As someone who had very little knowledge of the Napoleonic Wars prior to visiting Waterloo, my experience there was eye-opening, to say the least. In my native Pennsylvania, students of history are predominately instructed on topics relating to Native Americans, the Imperial Crisis of the American Revolution, the Civil War and Reconstruction, World War II, and the Civil Rights Movement. My only previous connection to the 20-year conflict in general was through a fifth-grade lesson on the Battle of Baltimore during the War of 1812, where we learned of the bombardment of Fort McHenry and Francis Scott Key’s penning of the Star-Spangled Banner. In fact, to add to my shame, the earliest I can recall gaining any insight into the legend of Napoleon Bonaparte was through the Ben Stiller film Night at the Museum. On the bright side, the narrow scope of American-centric history made me all the more appreciative of the opportunity to participate in the Age of Revolution project.
Our journey began with a visit to the Ambulance Museum of Mont Saint-Jean, which fabulously illustrated the absolute brutality of the Battle of Waterloo. The exhibits we visited emphasized a sense of humanity within the battle. The people involved in this decisive battle were not just soldiers, they were fathers, husbands, brothers, and sons who battled in grimmest of conditions. Many met violent ends and those who were lucky enough to survive were often left mentally and physically damaged. After this humbling introduction to the engagement, Dr. Tim Bowman provided an extremely insightful talk to set the stage for the next day’s battlefield walk. Discussing the military strategies exercised by both sides as well as the weaponry utilized, the Age of Revolution crew was thoroughly prepared to visit the scene of the crime.

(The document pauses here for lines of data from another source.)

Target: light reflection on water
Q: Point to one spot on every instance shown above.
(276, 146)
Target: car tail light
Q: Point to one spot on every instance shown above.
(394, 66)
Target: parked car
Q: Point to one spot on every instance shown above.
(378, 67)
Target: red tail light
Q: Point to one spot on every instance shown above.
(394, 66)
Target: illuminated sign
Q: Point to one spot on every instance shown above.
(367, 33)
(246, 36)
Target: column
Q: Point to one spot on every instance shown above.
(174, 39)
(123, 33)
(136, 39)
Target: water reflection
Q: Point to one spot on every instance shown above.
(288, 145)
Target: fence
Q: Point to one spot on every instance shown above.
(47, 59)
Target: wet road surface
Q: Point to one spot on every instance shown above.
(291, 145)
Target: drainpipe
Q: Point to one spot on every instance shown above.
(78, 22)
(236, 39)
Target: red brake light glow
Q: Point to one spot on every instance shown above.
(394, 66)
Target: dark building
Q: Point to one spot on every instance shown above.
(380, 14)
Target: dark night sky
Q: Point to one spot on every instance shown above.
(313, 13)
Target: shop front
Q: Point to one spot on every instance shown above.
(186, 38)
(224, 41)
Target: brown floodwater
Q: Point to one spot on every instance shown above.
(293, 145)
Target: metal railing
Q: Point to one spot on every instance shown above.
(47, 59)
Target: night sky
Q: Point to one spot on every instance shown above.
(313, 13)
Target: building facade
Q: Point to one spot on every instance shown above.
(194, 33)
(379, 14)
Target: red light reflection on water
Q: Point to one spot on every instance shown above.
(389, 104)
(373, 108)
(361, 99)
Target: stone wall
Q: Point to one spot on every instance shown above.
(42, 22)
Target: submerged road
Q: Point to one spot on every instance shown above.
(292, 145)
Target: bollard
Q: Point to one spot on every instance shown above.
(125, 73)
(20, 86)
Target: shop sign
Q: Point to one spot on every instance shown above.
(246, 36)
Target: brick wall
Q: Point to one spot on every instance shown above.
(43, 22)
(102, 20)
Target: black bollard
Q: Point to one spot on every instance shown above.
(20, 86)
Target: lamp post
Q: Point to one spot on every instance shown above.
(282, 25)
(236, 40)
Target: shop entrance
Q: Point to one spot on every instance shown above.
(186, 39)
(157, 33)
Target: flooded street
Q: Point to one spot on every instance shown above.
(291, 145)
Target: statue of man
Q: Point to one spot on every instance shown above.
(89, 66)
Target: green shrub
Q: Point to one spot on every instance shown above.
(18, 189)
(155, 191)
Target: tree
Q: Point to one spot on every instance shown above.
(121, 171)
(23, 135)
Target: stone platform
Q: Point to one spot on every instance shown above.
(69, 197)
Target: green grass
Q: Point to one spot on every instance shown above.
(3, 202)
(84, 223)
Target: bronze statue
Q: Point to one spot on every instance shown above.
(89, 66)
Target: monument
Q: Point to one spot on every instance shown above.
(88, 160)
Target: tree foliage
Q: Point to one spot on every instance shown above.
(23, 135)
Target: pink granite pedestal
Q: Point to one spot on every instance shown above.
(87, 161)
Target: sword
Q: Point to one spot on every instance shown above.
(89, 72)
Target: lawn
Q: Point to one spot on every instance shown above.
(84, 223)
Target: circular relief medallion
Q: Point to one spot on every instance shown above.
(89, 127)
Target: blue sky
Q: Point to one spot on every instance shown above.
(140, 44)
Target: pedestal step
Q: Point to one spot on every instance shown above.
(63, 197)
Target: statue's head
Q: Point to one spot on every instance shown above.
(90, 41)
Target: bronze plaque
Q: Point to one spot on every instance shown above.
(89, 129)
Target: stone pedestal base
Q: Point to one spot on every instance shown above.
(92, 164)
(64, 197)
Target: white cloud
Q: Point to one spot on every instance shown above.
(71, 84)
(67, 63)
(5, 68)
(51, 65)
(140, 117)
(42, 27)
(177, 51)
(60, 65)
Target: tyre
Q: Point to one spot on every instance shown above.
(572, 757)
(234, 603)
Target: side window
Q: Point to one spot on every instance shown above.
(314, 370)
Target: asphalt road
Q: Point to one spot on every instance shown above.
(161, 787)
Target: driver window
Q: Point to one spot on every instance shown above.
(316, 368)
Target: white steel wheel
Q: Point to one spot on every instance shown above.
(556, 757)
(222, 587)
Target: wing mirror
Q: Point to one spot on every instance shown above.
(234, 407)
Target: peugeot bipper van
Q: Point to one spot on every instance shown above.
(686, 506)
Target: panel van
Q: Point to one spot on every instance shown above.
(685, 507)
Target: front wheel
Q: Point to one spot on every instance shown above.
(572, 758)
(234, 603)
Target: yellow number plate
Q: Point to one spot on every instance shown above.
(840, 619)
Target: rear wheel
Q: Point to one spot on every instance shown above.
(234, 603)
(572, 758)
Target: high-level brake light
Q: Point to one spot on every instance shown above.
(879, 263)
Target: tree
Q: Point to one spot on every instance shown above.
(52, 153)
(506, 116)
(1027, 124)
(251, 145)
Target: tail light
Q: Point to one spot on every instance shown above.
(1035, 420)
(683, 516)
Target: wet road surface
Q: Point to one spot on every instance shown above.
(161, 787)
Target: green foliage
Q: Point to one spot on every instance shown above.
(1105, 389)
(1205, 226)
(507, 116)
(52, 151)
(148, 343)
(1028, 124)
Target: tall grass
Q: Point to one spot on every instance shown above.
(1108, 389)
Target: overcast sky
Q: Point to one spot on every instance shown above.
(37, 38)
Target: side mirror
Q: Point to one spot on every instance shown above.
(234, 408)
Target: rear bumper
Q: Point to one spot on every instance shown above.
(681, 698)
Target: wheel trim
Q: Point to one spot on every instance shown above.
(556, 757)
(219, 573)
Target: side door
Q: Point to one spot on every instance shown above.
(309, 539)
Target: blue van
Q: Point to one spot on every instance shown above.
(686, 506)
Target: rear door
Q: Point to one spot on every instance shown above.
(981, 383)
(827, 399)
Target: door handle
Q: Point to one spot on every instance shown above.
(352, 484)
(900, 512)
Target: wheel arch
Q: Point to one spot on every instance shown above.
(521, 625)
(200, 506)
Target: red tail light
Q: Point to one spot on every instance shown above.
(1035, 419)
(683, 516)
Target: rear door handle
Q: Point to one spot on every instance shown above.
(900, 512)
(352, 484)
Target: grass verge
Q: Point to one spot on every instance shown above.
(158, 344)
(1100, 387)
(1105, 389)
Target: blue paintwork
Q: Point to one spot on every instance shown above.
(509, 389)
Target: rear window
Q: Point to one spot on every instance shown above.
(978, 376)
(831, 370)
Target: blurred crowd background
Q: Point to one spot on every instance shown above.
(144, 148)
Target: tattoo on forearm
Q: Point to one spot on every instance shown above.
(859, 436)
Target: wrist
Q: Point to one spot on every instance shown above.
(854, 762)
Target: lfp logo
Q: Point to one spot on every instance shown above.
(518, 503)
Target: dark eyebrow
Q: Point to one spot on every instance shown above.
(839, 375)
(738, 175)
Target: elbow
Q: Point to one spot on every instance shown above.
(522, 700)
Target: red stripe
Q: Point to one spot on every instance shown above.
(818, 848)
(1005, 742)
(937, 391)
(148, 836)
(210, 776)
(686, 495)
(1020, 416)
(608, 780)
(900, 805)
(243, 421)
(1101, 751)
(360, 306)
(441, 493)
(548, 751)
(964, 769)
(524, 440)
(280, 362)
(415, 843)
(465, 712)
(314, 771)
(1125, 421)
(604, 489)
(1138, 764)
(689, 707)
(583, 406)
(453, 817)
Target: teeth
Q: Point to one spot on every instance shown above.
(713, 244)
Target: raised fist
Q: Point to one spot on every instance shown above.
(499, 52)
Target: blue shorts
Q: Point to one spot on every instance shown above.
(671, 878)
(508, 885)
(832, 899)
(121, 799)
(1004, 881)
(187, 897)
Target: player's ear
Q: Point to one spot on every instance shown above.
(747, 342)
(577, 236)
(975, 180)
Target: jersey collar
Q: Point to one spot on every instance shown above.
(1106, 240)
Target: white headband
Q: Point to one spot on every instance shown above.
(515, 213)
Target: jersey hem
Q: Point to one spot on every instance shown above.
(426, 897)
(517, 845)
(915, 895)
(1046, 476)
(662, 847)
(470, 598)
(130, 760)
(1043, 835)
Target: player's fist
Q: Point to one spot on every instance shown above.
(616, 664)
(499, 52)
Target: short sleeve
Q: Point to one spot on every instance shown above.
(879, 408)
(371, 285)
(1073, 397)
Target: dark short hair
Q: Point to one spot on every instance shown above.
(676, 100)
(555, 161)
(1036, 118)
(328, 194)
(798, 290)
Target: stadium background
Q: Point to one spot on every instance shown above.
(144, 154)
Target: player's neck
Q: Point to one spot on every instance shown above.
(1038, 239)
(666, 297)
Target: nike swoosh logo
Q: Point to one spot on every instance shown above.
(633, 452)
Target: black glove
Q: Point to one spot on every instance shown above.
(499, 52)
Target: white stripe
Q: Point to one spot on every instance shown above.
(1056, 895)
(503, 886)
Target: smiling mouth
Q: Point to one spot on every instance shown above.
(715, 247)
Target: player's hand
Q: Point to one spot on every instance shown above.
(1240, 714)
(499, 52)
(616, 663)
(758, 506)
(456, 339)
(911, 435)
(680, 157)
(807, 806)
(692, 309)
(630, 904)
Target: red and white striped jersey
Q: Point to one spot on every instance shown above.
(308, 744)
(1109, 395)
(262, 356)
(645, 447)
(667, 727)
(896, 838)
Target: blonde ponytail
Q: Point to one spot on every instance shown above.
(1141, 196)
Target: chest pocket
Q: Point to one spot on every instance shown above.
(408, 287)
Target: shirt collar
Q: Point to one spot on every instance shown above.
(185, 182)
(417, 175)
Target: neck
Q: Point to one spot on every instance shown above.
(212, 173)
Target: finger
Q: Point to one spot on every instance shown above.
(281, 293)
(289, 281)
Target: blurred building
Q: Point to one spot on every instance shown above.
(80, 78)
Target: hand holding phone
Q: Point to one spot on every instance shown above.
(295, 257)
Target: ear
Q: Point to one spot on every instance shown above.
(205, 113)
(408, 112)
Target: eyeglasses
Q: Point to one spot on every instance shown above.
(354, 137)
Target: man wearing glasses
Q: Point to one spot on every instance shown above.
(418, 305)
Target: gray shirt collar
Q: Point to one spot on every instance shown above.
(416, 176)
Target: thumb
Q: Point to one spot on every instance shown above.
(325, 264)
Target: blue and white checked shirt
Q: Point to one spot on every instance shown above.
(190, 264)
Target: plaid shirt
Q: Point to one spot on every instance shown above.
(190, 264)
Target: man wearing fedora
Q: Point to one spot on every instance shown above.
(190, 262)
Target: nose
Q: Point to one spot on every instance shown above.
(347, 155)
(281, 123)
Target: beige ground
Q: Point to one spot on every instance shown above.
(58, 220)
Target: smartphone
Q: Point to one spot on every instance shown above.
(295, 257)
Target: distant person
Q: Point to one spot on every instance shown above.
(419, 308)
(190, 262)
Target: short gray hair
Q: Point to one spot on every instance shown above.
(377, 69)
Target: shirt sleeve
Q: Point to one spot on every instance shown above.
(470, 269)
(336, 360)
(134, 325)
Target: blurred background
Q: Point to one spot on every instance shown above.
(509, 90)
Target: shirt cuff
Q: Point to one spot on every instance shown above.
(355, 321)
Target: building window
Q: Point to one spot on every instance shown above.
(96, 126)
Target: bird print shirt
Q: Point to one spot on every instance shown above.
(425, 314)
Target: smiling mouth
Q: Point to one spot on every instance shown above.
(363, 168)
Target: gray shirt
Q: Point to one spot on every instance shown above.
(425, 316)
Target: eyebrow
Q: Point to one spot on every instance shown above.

After a fueling up with a plate of dumplings and a good night’s sleep, we took on the 1815 Memorial Museum, la Butte du Lion, and Hougoumont. Honestly, I could have spent the entire day exploring the Memorial Museum alone. The materials were so well presented and the artifacts were so well curated that I spent half of my time marveling at the layout of the museum and half of my time surveying the actual items it houses. The next step, or steps I suppose, 225 of them to be exact, was visiting the Lion’s Mound. Not only did I realize how out of shape I am, I also came to fully realize the extent of the catastrophe at Waterloo. Standing on top of the Mound, I was able to look out, recalling Dr. Bowman’s illustration of the battle, and truly appreciate the efforts and the tenacity that both sides brought to the table during this immense clash. Afterward, a short stroll to Hougoumont provided the group with an intriguing and endearing account of Britain’s successful endeavor to prevent the property from falling into Napoleon’s hands. As a historian with rather limited experience but quite high interest in military history, I was baffled by the fact that some 26,000 troops engaged in the fight for Hougoumont and its surrounding area. To say that the second day of our excursion left an impression would be an absolute understatement.
Our last full day in beautiful Belgium started with a talk by Dr. Ambrogio Caiani at Napoleon’s headquarters. If it hadn’t been for the excruciatingly windy conditions, I could have listened to Dr. Caiani discuss the location and its significance all day. After a quick pit stop to warm up with a cup of tea, we headed back to utilize the meeting rooms at the Memorial Museum, hearing several fascinating sessions on sources and objects and how these materials can provide substance to any lesson in revolutionary history. Speakers such as Arthur Burns and several University of Kent ambassadors enlightened us on not only how to access these resources, but additionally how to take advantage of physical items and allow them to bring history to life for students. To conclude a wonderful weekend of exploring, the group headed to the National Army Museum in Brussels where we were able to freely roam through the exhibits, exploring the history of the Belgian military. After such an informative weekend, I genuinely cannot believe how little I knew about the Napoleonic Wars a few days prior, and I am exciting to continue learning about the conflicts independently.
As a former primary school teacher, I really appreciate that the project provides educators with the tools necessary to better understand this era of history as well as to present the material in a way that fully engages a younger audience. I enjoyed the fact that the trip was inclusive of those with a minimal understanding of the Battle of Waterloo in addition to those with extensive knowledge of the historical significance. Not only were the organizers of the trip always willing to provide a deeper background into the unfolding of the events, the museums and monuments we attended as a group were accessible and very well assembled. After a brilliant weekend of networking, meeting fellow historians, and hearing about the specific historical interests of others, I can confidently say that the opportunity to work on the Age of Revolution project as a PhD student at the University of Kent is an absolute privilege.